I am very new to bioinformatics and I am analysing datasets from differents studies. I am collecting these datasets from NCBI using SRA toolkit. My reads are paired-end and I have managed to split them, so I have the forward and reverse files.
I am going through the 'Importing files tutorial' and I am thinking I can just replicate the code line given under the demultiplexed Cassava data type. But, to be honest, I have no idea what to do.
any suggestions on how I can go about this?
Also, I have created my metadata table on excel, saving as a tsv document. I became a bit confused when reading the metadata tutorial about the validation, is this the line I will need to use/
I think your best bet for importing the paired end SRA reads is a manifest. Your names do not match the specific casava format, and so rather than trying to make that work, you'll find the manifest easier.
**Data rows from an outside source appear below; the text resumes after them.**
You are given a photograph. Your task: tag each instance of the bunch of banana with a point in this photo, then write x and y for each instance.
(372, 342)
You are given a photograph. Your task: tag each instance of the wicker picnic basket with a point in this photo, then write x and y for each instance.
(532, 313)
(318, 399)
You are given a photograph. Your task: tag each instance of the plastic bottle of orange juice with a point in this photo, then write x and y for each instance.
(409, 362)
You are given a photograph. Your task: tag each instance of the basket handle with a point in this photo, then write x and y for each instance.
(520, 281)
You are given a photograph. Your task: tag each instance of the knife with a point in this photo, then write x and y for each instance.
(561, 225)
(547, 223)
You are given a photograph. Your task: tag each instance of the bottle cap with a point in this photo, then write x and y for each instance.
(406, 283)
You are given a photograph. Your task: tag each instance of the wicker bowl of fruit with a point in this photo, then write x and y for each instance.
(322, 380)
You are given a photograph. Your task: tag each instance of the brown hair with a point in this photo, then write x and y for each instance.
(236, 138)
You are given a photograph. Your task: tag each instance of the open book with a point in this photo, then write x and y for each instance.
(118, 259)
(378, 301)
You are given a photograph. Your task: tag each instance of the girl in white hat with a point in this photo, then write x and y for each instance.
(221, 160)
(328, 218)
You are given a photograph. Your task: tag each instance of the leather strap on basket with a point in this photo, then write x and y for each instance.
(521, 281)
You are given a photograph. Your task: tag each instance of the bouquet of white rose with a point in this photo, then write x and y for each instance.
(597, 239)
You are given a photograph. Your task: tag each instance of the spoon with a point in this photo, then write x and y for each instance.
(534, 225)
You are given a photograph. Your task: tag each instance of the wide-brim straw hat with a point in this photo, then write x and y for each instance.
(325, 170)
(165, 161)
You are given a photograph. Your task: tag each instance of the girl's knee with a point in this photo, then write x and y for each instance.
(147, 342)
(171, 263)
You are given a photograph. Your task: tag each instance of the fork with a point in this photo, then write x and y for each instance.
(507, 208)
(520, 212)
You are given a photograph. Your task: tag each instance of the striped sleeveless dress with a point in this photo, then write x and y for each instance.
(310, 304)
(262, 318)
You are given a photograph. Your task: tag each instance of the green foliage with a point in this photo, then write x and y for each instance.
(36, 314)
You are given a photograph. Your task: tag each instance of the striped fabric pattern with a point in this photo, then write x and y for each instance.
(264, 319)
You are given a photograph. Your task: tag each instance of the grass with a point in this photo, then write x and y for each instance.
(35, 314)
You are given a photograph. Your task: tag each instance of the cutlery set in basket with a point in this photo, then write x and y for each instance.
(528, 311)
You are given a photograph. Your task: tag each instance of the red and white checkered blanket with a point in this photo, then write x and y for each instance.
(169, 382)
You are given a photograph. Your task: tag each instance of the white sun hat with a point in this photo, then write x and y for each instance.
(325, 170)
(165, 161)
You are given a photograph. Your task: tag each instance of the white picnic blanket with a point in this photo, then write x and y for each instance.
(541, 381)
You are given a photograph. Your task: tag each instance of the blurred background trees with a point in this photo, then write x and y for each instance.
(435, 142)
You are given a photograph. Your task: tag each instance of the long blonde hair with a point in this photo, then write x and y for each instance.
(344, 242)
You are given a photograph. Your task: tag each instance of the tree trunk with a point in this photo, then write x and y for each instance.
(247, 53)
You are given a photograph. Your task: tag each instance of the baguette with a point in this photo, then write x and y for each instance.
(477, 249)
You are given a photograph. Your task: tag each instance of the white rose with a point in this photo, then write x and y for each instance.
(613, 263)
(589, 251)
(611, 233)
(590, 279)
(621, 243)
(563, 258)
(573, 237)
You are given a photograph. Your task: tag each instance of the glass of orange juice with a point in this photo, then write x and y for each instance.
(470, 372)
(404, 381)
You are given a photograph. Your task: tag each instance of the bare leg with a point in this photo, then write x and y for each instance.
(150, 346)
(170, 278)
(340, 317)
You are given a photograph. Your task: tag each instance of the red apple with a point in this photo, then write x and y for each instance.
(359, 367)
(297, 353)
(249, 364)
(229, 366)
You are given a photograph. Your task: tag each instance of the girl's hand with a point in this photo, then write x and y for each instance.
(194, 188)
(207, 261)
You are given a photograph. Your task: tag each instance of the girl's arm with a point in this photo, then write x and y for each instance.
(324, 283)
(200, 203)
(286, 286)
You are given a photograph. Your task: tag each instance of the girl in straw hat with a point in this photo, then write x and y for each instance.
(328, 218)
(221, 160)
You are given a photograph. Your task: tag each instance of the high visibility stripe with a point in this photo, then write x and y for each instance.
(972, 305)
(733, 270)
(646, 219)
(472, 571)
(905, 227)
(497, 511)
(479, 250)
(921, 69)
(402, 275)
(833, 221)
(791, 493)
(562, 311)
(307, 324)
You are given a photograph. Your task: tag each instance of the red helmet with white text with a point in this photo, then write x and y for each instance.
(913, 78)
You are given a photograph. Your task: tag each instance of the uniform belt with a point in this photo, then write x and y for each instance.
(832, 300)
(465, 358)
This is just a notice to let you know there's new functionality coming soon. It doesn't effect you now, but in the future, you can validate your metadata in the command line rather than having to use Keemei on google sheets - great for anyone who can't upload their metadata to google.
Another piece of (entirely unsolicited) advice: if. you replace the spaces () in your file paths with dashes (-) or underscores (_), it will make it easier to navigate on your linux system. Linux parses spaces as part of commands rather than a filepath. It wont affect the import, but it will make things harder later.